You may not have heard of oromandibular dystonia (OMD) before, perhaps because it's a very rare condition. Here's more about it.
What Is Oromandibular Dystonia (OMD)?
OMD is a rare disorder that causes uncontrollable tonic muscle contractions in the face, jaws and tongue. The contractions can happen during jaw opening or closing, and with tongue movement, explains the Dystonia Medical Research Foundation. The end result can be facial-deforming movements and difficulty chewing and speaking.
Other parts of the body can experience similar contractions of muscles, resulting in awkward body positions. The diagnosis of OMD is given when only the facial region is affected. It is classified as primary if it is inherited or not associated with another disease or condition. Secondary OMD is associated with another disease like Parkinson's, and the etiology is usually idiopathic or unknown.

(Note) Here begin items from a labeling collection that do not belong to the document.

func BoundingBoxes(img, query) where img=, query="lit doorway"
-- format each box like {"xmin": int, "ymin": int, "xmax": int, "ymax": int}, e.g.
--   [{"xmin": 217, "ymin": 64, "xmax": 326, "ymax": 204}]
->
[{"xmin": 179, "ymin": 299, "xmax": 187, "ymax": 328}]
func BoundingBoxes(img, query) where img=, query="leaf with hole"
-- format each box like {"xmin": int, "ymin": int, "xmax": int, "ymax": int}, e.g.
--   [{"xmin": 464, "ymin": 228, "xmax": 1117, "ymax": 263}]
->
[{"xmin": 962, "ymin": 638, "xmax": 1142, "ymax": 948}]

Prevalence of Oromandibular Dystonia (OMD)
This disorder is very rare. Overall, about three people out of every million have OMD, according to a report in Seminars in Speech and Language. The patient is usually in the age range of 40 to 86, with the mean age of 66, and women are four times more likely than men to develop OMD.

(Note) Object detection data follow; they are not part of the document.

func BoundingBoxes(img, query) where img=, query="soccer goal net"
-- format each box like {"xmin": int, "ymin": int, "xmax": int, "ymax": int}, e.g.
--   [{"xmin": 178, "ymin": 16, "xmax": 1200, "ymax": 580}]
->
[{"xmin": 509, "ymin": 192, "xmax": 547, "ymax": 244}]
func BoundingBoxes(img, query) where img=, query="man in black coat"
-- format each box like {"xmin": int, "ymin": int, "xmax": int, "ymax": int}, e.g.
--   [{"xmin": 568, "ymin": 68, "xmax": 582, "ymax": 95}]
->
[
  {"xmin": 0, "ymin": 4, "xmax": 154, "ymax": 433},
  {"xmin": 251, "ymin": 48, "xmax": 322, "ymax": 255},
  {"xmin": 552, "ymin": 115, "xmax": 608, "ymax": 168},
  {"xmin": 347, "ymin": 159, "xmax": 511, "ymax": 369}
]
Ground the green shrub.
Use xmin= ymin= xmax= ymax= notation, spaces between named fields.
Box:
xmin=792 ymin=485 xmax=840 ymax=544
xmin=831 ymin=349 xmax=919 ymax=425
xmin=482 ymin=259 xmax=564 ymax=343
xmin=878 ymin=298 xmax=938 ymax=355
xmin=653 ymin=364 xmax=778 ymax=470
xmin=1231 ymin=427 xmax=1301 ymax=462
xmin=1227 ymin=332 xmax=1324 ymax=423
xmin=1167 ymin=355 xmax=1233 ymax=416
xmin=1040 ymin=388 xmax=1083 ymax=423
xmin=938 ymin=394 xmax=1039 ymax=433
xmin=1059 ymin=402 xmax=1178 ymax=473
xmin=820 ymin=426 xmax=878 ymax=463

Symptoms and Effects of Oromandibular Dystonia (OMD)
The uncontrollable contractions and movements of this disorder can lead to many side effects. Speech difficulties, eating problems, swallowing issues and dental problems are possible, as well as depression and other psychological impacts. Associated dental issues include:
Treatment for Oromandibular Dystonia (OMD)

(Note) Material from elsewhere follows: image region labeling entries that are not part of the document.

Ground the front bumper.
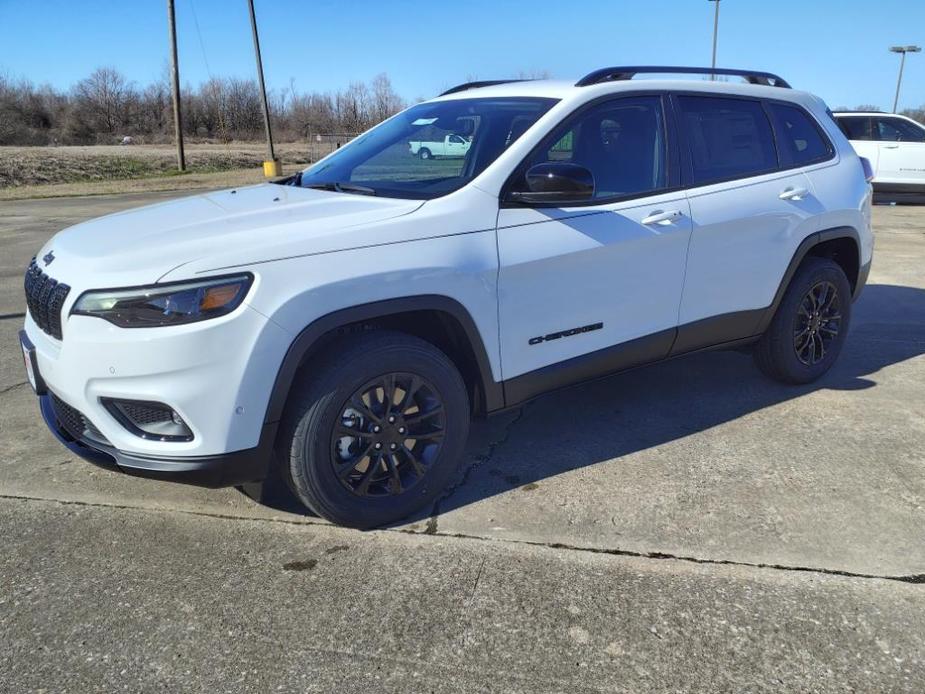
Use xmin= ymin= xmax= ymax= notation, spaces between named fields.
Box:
xmin=39 ymin=394 xmax=277 ymax=487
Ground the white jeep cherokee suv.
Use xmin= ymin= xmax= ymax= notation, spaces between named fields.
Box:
xmin=833 ymin=111 xmax=925 ymax=200
xmin=20 ymin=67 xmax=873 ymax=527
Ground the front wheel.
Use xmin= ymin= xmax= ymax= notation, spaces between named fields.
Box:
xmin=755 ymin=258 xmax=851 ymax=384
xmin=279 ymin=331 xmax=469 ymax=528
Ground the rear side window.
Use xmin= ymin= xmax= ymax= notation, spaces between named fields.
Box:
xmin=768 ymin=103 xmax=833 ymax=167
xmin=873 ymin=118 xmax=925 ymax=142
xmin=678 ymin=96 xmax=778 ymax=185
xmin=835 ymin=116 xmax=874 ymax=140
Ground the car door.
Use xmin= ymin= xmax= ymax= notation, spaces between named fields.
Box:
xmin=872 ymin=116 xmax=925 ymax=185
xmin=498 ymin=95 xmax=691 ymax=392
xmin=673 ymin=94 xmax=834 ymax=353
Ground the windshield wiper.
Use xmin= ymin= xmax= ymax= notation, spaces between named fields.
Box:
xmin=305 ymin=182 xmax=376 ymax=195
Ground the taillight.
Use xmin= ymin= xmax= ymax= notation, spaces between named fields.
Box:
xmin=860 ymin=157 xmax=874 ymax=183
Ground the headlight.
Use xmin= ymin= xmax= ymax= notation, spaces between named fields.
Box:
xmin=71 ymin=274 xmax=254 ymax=328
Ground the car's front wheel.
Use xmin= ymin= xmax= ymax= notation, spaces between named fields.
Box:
xmin=280 ymin=330 xmax=469 ymax=528
xmin=755 ymin=258 xmax=851 ymax=383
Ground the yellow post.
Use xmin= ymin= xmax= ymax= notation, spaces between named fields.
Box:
xmin=263 ymin=159 xmax=283 ymax=178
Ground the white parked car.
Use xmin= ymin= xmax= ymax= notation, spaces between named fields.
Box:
xmin=408 ymin=133 xmax=472 ymax=159
xmin=834 ymin=111 xmax=925 ymax=200
xmin=20 ymin=67 xmax=873 ymax=527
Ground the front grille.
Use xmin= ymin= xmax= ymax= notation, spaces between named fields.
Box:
xmin=51 ymin=393 xmax=109 ymax=445
xmin=24 ymin=258 xmax=71 ymax=340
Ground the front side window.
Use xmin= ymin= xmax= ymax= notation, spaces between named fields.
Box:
xmin=513 ymin=96 xmax=668 ymax=200
xmin=299 ymin=97 xmax=556 ymax=200
xmin=873 ymin=117 xmax=925 ymax=142
xmin=836 ymin=116 xmax=874 ymax=141
xmin=768 ymin=103 xmax=833 ymax=167
xmin=678 ymin=96 xmax=778 ymax=185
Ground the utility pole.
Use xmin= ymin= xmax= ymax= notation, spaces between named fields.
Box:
xmin=890 ymin=46 xmax=922 ymax=113
xmin=167 ymin=0 xmax=186 ymax=171
xmin=247 ymin=0 xmax=282 ymax=178
xmin=709 ymin=0 xmax=720 ymax=80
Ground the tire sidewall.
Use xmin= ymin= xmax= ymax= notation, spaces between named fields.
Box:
xmin=773 ymin=258 xmax=851 ymax=383
xmin=290 ymin=338 xmax=469 ymax=527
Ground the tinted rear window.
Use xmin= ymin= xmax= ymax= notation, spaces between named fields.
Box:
xmin=768 ymin=103 xmax=832 ymax=167
xmin=678 ymin=96 xmax=778 ymax=185
xmin=835 ymin=116 xmax=874 ymax=140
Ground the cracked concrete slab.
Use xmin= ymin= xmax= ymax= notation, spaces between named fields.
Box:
xmin=0 ymin=500 xmax=925 ymax=694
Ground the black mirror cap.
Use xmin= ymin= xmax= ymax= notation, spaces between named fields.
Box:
xmin=511 ymin=161 xmax=594 ymax=203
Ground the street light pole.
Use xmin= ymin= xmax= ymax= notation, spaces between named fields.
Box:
xmin=247 ymin=0 xmax=280 ymax=178
xmin=890 ymin=46 xmax=922 ymax=113
xmin=167 ymin=0 xmax=186 ymax=171
xmin=709 ymin=0 xmax=720 ymax=80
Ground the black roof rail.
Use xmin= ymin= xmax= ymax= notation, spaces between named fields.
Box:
xmin=440 ymin=79 xmax=530 ymax=96
xmin=575 ymin=65 xmax=790 ymax=89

There is no ideal treatment for oromandibular dystonia, but a few approaches can help to alleviate symptoms. A dental bite block is often used to create jaw stability. Positioning a block between the upper and lower jaw holds them in a better position to control the involuntary muscle contractions. Neurosurgery is also sometimes recommended to affect the area of the brain associated with the dystonia.
Medications like trihexyphenidyl, diazepam and clozapine can also help control the disorder, but only to a modest level. The most promising treatment available is the use of Botox injections (the toxin botulinum) to paralyze the muscles creating the dystonia.
From diagnosis through treatment, oromandibular dystonia can be a challenge, and it takes a team of physicians, speech pathologists and dentists working together to help improve a patient's quality of life.